La vida como es…
De Octavio Raziel
Chiconcuac es un valle con el cielo apuñalado por chimeneas de viejos chacuacos. Zafras que de los cañaverales envían columnas de humo como piras funerarias esparciendo un manto de cenizas por doquier. Agujas, saetas en las vespertinas nubes de un eterno crepúsculo escarlata y plata. Flechas salidas de los ingenios que como minuteros apuntan al cielo, mientras las cañas derraman su savia; jugos que serán piloncillos, panelas, alcohol, aguardiente; azúcar mascabada, morena como los cañeros y amarga como el trabajo que realizan; refinada en la mesa del pobre y del rico.
La variedad de frutos de la región ofrece aromas que me trasladan a las novelas de Salgari o de Verne; a mi infancia en la huasteca potosina. Mangos, maracuyás, limones y limas, zapotes negros y chicozapotes redondos, dulces como los pechos de la mujer deseada.
Cuando cae la noche en este cachito del estado de Morelos el cielo se enciende de ámbar que se transforma en rojo y argenta.
Cierro los ojos y conjuro la imagen de mi sueño imposible. Pienso en ella –esa entelequia, ilusión, fantasía- mientras me acompaño del sonido sordo del teclado del ordenador que se pierde entre las sombras de las primeras luces de la mañana.

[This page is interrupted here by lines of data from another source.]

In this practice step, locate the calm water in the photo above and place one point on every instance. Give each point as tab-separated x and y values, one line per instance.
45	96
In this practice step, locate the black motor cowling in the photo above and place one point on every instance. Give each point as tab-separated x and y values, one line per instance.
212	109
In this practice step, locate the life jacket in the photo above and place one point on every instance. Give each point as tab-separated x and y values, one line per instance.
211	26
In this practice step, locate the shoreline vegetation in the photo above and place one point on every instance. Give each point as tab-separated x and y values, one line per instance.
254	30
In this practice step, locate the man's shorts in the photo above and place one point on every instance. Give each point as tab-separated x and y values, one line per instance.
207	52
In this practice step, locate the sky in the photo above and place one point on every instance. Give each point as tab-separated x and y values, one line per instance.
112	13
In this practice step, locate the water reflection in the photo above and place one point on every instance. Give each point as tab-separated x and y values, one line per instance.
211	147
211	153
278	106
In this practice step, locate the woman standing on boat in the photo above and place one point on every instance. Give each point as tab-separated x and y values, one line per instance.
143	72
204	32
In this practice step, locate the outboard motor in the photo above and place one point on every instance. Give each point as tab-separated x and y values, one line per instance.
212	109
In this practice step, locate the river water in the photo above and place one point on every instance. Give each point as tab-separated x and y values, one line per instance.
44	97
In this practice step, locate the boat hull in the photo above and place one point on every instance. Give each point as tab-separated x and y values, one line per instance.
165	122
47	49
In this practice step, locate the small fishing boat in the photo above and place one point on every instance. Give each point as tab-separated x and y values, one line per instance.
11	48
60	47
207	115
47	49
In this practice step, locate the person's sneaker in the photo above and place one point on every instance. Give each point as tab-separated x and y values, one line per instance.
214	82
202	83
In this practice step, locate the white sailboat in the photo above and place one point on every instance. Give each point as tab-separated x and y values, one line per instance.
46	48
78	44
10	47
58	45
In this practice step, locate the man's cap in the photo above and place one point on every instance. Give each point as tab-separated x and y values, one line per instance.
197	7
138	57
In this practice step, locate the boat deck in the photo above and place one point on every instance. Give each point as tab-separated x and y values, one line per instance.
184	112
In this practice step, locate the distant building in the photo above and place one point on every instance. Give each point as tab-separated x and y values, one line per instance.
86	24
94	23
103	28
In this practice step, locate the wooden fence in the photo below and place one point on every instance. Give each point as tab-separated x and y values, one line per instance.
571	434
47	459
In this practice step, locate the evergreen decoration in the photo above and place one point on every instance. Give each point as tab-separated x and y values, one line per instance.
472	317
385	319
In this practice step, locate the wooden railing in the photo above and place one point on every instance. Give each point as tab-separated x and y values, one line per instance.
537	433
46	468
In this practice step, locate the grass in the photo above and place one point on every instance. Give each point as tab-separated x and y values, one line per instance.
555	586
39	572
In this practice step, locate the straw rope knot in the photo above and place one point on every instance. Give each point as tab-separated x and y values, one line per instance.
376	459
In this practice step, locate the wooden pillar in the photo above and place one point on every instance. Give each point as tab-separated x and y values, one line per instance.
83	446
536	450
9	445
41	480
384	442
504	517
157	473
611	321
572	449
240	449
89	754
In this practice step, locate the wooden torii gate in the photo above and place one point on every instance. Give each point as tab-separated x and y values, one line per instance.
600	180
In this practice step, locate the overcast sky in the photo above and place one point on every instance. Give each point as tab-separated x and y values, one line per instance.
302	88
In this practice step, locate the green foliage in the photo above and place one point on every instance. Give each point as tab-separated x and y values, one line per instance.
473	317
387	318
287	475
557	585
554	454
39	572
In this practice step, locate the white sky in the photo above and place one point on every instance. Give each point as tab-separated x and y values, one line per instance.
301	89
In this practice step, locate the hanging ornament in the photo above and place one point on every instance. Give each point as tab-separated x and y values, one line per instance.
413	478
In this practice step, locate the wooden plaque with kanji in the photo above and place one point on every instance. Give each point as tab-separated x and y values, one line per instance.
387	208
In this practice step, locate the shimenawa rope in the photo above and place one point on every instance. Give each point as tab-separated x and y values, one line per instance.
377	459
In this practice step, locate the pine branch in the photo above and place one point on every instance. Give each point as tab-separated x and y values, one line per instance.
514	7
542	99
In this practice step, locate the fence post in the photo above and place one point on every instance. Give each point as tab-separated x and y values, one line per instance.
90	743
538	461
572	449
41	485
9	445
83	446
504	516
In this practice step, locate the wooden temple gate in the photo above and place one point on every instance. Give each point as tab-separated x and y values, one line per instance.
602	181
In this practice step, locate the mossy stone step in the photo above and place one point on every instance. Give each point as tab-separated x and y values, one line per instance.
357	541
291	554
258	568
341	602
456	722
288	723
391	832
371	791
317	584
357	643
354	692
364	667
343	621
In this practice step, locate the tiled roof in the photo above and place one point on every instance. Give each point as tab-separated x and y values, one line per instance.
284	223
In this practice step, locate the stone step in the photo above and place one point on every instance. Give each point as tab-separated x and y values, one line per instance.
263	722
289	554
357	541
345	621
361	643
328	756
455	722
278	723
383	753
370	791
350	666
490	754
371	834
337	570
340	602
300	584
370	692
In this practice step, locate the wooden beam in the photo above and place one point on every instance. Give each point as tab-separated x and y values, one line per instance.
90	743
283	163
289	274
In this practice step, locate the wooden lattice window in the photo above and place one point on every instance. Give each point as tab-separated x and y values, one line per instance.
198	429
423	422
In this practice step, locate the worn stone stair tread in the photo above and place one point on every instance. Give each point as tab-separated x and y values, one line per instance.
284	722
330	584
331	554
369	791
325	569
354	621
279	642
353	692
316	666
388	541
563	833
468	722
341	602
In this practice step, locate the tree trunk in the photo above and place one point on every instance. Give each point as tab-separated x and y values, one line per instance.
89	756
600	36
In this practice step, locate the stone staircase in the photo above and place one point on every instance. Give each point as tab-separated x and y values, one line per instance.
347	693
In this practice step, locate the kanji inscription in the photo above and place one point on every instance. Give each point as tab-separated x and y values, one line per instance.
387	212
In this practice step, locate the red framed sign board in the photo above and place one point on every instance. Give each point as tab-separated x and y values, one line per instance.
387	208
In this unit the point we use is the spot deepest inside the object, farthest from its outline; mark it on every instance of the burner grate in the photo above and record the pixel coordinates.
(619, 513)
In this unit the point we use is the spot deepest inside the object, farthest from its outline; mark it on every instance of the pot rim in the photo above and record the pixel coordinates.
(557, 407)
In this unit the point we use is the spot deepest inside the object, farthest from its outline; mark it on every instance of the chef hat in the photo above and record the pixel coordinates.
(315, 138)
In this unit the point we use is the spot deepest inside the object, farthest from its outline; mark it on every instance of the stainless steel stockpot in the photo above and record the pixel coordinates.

Su presencia física se transformó en la hechicera de mis sueños; tentadora como el trasero de Philippa C. Middleton, Pippa, no grande, no pequeño. Carne firme, ardiente y de un perfume imaginario que desearía jamás se desvaneciera. Es el aroma y el veneno que el hombre podría apetecer para morir en paz.
Imagino un pierre-a-terre a donde llevar a la maga de mis ensueños con sus mejunjes, embrujos, magia e imaginería; al tálamo, sin más vergüenza que la luz de las candelas, cirios que dejen unas tenues tinieblas doradas. Adentrarme en su mente, en su alma… en su cuerpo; conocerla en el más puro sentido bíblico, en la cama.
He dejado correr un día más sin ella. Rescatando de los muros del convento de San Antonio de Padua voces fantasmales de las monjas con las vísperas, las completas, los maitines, las laudes, las primas, el ángelus en la hora tercia, la nona que terminaba con la sexta. Nubes bajas resbalan por las laderas cercanas y se deshacen en soplos de niebla.
Un brazo de claridad cegadora inunda el trozo de valle que le corresponde a Chiconcuac, mientras que ella se difumina como la luz de los cristales catedralicios.